Die Geschichte wiederholt sich mit bemerkenswerter Regelmäßigkeit. Ein technologiegetriebenes Unternehmen verspricht die Disruption einer trägen, analogen Branche. Investoren überschlagen sich, Medien jubeln, etablierte Akteure verfallen in Panik. Revolut, mit einer aktuellen Bewertung von 75 Milliarden Dollar das wertvollste Fintech Europas, bedient dieses Narrativ perfekt. Über 50 Millionen Kunden weltweit, allein in Deutschland zwei Millionen Nutzer mit monatlich 100.000 Neukunden, ein Umsatzwachstum von 76 Prozent – die Zahlen scheinen unwiderlegbar.
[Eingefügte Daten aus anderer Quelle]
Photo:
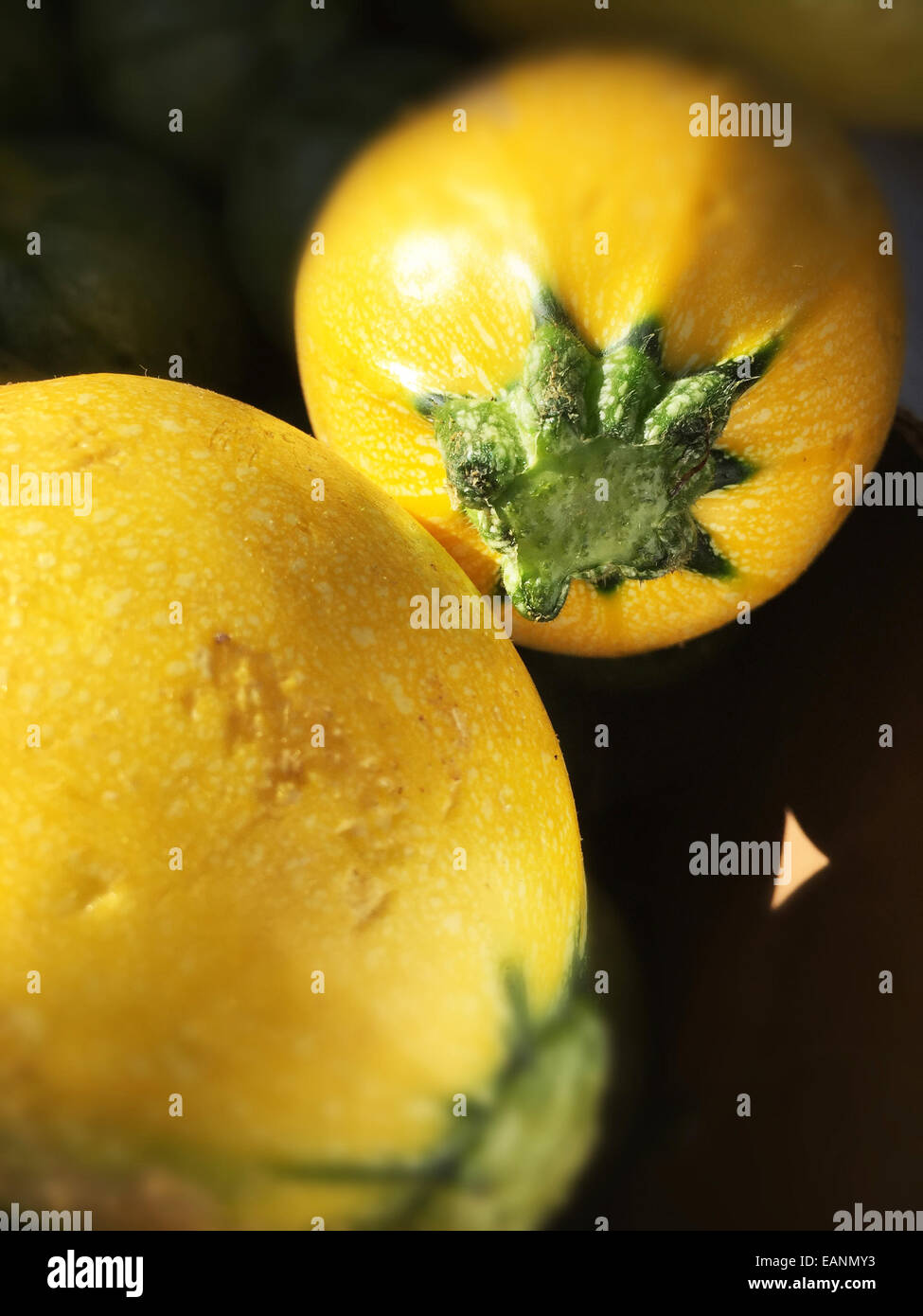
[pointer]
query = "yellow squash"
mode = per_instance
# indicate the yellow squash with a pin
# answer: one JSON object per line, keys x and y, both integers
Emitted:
{"x": 290, "y": 891}
{"x": 612, "y": 361}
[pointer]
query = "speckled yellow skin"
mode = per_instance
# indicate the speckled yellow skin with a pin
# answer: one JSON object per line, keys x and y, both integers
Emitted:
{"x": 295, "y": 860}
{"x": 435, "y": 240}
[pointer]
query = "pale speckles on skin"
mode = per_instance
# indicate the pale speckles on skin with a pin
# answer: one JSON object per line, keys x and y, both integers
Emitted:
{"x": 174, "y": 745}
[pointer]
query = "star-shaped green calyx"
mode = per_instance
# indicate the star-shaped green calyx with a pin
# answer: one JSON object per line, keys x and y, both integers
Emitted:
{"x": 589, "y": 466}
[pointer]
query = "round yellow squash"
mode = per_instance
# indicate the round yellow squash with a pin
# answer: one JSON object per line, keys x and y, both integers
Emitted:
{"x": 292, "y": 893}
{"x": 610, "y": 354}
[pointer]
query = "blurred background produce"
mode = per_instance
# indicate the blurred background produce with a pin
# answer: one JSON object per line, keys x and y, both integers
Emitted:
{"x": 721, "y": 735}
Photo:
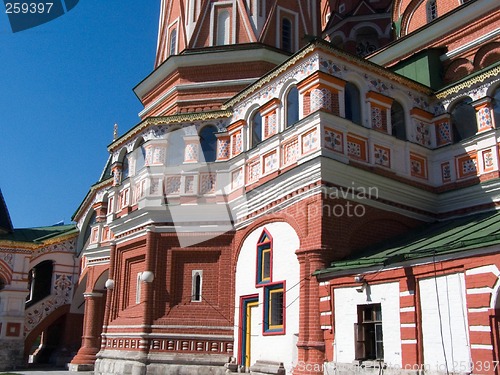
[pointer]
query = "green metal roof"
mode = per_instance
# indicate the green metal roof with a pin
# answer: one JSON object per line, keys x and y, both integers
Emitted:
{"x": 439, "y": 238}
{"x": 38, "y": 235}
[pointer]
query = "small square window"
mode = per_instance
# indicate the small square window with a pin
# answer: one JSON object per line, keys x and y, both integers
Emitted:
{"x": 368, "y": 332}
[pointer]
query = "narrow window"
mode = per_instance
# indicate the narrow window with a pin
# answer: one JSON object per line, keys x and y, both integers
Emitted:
{"x": 368, "y": 332}
{"x": 463, "y": 120}
{"x": 140, "y": 158}
{"x": 138, "y": 289}
{"x": 264, "y": 258}
{"x": 286, "y": 34}
{"x": 125, "y": 168}
{"x": 292, "y": 106}
{"x": 256, "y": 129}
{"x": 197, "y": 279}
{"x": 208, "y": 142}
{"x": 495, "y": 104}
{"x": 352, "y": 99}
{"x": 398, "y": 121}
{"x": 431, "y": 10}
{"x": 173, "y": 42}
{"x": 274, "y": 309}
{"x": 223, "y": 28}
{"x": 40, "y": 282}
{"x": 175, "y": 148}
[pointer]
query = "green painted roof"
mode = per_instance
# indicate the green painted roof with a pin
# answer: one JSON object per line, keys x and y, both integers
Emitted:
{"x": 5, "y": 222}
{"x": 439, "y": 238}
{"x": 40, "y": 234}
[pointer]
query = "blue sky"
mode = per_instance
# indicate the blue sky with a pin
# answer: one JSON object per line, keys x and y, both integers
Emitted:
{"x": 63, "y": 85}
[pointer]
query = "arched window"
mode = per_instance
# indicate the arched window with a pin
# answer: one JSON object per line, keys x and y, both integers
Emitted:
{"x": 125, "y": 167}
{"x": 173, "y": 42}
{"x": 40, "y": 282}
{"x": 175, "y": 148}
{"x": 140, "y": 158}
{"x": 208, "y": 142}
{"x": 431, "y": 10}
{"x": 256, "y": 129}
{"x": 367, "y": 41}
{"x": 463, "y": 119}
{"x": 398, "y": 120}
{"x": 88, "y": 229}
{"x": 352, "y": 99}
{"x": 286, "y": 35}
{"x": 495, "y": 105}
{"x": 223, "y": 28}
{"x": 197, "y": 279}
{"x": 292, "y": 106}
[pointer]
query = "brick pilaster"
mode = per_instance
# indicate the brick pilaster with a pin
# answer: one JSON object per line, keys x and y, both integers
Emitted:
{"x": 311, "y": 344}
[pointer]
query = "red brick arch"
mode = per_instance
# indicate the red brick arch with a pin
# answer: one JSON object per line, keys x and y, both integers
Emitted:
{"x": 487, "y": 55}
{"x": 263, "y": 221}
{"x": 459, "y": 68}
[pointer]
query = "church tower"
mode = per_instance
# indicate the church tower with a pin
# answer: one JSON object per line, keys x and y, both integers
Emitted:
{"x": 225, "y": 44}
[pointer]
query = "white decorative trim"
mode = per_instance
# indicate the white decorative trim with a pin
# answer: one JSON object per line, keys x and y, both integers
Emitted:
{"x": 481, "y": 347}
{"x": 480, "y": 328}
{"x": 491, "y": 268}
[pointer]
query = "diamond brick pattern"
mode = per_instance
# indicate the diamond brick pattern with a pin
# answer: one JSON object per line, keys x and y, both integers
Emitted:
{"x": 321, "y": 99}
{"x": 333, "y": 140}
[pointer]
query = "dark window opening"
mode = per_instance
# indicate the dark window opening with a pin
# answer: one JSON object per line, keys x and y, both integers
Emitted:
{"x": 175, "y": 148}
{"x": 173, "y": 42}
{"x": 256, "y": 129}
{"x": 39, "y": 282}
{"x": 398, "y": 121}
{"x": 352, "y": 103}
{"x": 196, "y": 286}
{"x": 292, "y": 107}
{"x": 208, "y": 142}
{"x": 463, "y": 120}
{"x": 368, "y": 333}
{"x": 286, "y": 35}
Der Finanzjournalismus spricht von einer existenziellen Bedrohung für traditionelle Banken, manche Kommentatoren warnen, deutsche Institute würden “noch Apps in Myspace-Tradition bauen”, während Revolut sein Ökosystem munter erweitere.
Doch was, wenn die eigentliche Geschichte eine andere ist? Was, wenn sich hinter dem Wachstumsfuror ein Unternehmen verbirgt, dessen strukturelle Defizite systematisch ausgeblendet werden, weil sie nicht ins Disruptions-Drehbuch passen?
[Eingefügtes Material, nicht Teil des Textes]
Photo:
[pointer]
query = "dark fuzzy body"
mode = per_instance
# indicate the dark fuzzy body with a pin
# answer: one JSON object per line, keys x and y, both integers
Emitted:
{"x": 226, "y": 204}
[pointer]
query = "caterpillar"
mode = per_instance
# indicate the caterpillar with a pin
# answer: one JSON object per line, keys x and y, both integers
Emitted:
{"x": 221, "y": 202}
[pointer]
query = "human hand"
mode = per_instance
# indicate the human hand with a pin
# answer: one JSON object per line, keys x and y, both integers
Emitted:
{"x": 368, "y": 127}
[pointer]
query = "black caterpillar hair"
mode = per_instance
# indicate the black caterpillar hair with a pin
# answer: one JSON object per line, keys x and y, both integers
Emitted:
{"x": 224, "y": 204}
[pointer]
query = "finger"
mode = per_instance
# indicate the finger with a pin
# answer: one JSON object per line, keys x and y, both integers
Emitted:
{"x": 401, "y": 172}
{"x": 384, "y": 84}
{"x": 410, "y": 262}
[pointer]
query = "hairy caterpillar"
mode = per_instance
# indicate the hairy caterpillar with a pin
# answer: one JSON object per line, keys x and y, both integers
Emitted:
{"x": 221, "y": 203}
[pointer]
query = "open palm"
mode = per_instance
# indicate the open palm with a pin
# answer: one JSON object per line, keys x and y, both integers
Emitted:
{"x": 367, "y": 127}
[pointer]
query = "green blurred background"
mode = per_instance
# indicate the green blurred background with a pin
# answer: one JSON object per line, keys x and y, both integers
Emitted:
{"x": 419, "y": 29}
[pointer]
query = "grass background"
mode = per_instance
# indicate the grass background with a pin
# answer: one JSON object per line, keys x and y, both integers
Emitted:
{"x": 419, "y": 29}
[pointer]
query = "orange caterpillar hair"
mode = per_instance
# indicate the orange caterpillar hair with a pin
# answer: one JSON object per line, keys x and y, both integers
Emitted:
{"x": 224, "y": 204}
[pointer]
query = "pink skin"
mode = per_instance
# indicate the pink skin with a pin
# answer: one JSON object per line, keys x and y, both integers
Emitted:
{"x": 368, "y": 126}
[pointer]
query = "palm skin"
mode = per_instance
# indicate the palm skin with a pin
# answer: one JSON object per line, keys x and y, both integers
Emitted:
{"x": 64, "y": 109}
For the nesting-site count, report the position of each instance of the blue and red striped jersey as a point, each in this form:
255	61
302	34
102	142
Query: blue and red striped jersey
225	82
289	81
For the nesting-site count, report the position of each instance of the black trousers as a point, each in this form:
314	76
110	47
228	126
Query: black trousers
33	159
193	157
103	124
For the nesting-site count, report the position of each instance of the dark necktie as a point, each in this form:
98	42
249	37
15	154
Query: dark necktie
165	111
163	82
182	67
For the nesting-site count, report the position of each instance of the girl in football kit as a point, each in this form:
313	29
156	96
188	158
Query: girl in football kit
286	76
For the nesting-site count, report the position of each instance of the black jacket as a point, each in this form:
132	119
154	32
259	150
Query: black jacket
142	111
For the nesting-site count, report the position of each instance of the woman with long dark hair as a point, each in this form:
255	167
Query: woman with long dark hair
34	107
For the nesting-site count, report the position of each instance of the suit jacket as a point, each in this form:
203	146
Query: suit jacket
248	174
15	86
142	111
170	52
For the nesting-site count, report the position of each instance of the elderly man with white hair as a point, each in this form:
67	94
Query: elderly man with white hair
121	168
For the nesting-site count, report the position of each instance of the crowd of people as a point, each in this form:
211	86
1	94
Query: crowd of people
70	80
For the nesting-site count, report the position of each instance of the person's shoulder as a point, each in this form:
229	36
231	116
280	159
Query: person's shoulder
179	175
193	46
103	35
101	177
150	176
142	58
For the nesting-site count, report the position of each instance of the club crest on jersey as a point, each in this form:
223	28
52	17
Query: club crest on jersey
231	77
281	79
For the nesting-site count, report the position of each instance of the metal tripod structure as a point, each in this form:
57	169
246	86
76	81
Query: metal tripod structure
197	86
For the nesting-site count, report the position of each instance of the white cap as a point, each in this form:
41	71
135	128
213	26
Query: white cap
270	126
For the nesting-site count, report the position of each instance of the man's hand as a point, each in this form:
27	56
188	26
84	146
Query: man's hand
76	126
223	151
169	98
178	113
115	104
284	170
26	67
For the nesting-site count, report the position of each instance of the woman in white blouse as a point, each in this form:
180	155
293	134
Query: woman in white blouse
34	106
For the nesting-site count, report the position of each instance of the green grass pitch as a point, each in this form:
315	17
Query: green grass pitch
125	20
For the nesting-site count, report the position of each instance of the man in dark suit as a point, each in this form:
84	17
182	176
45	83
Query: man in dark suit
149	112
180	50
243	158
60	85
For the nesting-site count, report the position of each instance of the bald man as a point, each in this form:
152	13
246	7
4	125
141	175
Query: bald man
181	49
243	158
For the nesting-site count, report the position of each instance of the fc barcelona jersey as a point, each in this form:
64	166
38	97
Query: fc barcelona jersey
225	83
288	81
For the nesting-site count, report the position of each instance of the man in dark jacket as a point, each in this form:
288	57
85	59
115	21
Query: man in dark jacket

Revolut beantragte im Januar 2021 eine Banklizenz in Großbritannien, seinem Heimatmarkt. Nach drei Jahren Wartezeit erhielt das Unternehmen im Juli 2024 eine provisorische Lizenz – allerdings mit derart massiven Einschränkungen, dass von einer vollwertigen Banklizenz keine Rede sein kann. Revolut befindet sich seitdem in der sogenannten Mobilisierungsphase, einer Probezeit, die normalerweise zwölf Monate dauert. Inzwischen sind über vierzehn Monate vergangen. Die britische Bankenaufsicht hält die volle Lizenz weiter zurück, weil sie grundlegende Zweifel an Revoluts Risk-Management-Kontrollen hat, insbesondere angesichts der aggressiven internationalen Expansion.
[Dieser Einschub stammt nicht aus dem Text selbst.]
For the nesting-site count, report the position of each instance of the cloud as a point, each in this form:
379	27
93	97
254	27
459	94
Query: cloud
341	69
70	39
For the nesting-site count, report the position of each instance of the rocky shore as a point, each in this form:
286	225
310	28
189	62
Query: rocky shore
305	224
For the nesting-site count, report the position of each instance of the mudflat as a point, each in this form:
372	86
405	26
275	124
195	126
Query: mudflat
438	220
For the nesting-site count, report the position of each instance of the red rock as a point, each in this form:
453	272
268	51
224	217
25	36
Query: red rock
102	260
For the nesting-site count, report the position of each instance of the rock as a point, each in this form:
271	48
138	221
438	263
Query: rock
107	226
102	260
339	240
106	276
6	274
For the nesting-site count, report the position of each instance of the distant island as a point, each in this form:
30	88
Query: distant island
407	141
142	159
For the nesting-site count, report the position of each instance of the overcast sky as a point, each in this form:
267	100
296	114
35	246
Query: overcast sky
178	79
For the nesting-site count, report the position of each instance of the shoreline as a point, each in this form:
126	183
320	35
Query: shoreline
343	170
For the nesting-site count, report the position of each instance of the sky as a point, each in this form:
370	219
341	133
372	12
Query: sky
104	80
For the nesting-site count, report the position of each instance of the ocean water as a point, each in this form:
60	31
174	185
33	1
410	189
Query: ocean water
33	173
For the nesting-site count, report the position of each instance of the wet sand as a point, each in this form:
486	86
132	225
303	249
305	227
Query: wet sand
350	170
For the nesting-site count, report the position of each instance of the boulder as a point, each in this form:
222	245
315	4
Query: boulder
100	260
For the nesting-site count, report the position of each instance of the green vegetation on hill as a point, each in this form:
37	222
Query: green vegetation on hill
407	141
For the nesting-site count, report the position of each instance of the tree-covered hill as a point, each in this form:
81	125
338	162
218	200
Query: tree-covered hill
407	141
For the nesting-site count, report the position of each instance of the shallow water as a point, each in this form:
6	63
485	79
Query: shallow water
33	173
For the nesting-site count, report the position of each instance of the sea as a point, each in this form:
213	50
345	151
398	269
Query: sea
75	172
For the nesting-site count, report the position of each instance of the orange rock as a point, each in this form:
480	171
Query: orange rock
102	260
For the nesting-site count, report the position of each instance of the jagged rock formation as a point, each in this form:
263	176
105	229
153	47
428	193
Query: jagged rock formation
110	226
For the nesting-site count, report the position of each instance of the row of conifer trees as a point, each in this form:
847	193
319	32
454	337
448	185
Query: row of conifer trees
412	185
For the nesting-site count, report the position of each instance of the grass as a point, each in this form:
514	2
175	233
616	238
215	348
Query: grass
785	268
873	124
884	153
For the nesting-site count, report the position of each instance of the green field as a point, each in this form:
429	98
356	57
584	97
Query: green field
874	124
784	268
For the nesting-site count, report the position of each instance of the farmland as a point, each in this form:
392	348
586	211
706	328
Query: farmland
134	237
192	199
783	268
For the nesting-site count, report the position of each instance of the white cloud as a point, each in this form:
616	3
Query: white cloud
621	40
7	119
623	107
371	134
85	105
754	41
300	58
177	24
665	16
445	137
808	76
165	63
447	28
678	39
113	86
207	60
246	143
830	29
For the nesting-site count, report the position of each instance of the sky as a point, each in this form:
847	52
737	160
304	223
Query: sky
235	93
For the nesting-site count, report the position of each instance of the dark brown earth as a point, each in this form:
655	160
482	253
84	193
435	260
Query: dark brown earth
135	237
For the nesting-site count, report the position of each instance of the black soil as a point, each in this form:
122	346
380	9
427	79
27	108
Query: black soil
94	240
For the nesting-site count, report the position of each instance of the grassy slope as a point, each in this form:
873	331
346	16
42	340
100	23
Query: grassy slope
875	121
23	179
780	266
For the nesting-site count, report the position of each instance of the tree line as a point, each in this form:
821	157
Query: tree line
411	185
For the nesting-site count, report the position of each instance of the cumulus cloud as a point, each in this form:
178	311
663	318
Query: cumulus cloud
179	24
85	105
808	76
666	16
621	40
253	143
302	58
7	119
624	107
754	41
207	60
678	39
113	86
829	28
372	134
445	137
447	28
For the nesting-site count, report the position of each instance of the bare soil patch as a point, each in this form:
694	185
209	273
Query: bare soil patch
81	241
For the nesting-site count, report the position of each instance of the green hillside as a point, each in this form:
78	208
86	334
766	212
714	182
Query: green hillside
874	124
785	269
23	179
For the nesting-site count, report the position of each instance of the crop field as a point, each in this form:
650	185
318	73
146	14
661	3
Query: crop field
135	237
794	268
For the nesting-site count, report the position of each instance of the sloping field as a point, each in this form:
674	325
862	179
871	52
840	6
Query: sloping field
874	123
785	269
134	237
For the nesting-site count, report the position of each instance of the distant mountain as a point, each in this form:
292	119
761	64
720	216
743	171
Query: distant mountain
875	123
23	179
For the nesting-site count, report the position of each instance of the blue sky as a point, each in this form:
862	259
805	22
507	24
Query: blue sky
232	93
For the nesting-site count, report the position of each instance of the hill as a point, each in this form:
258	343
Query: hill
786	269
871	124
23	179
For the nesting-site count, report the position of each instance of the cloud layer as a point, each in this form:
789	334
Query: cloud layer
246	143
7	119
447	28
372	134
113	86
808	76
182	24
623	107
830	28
Die Einschränkungen sind drastisch: Revolut darf maximal 50.000 Pfund an Gesamtkundeneinlagen halten – eine lächerliche Summe für ein Unternehmen mit angeblich zehn Millionen britischen Kunden. Diese werden weiterhin über Revoluts E‑Money-Einheit bedient, nicht über die Bankeinheit, und sind damit nicht durch das staatliche Einlagensicherungssystem ge…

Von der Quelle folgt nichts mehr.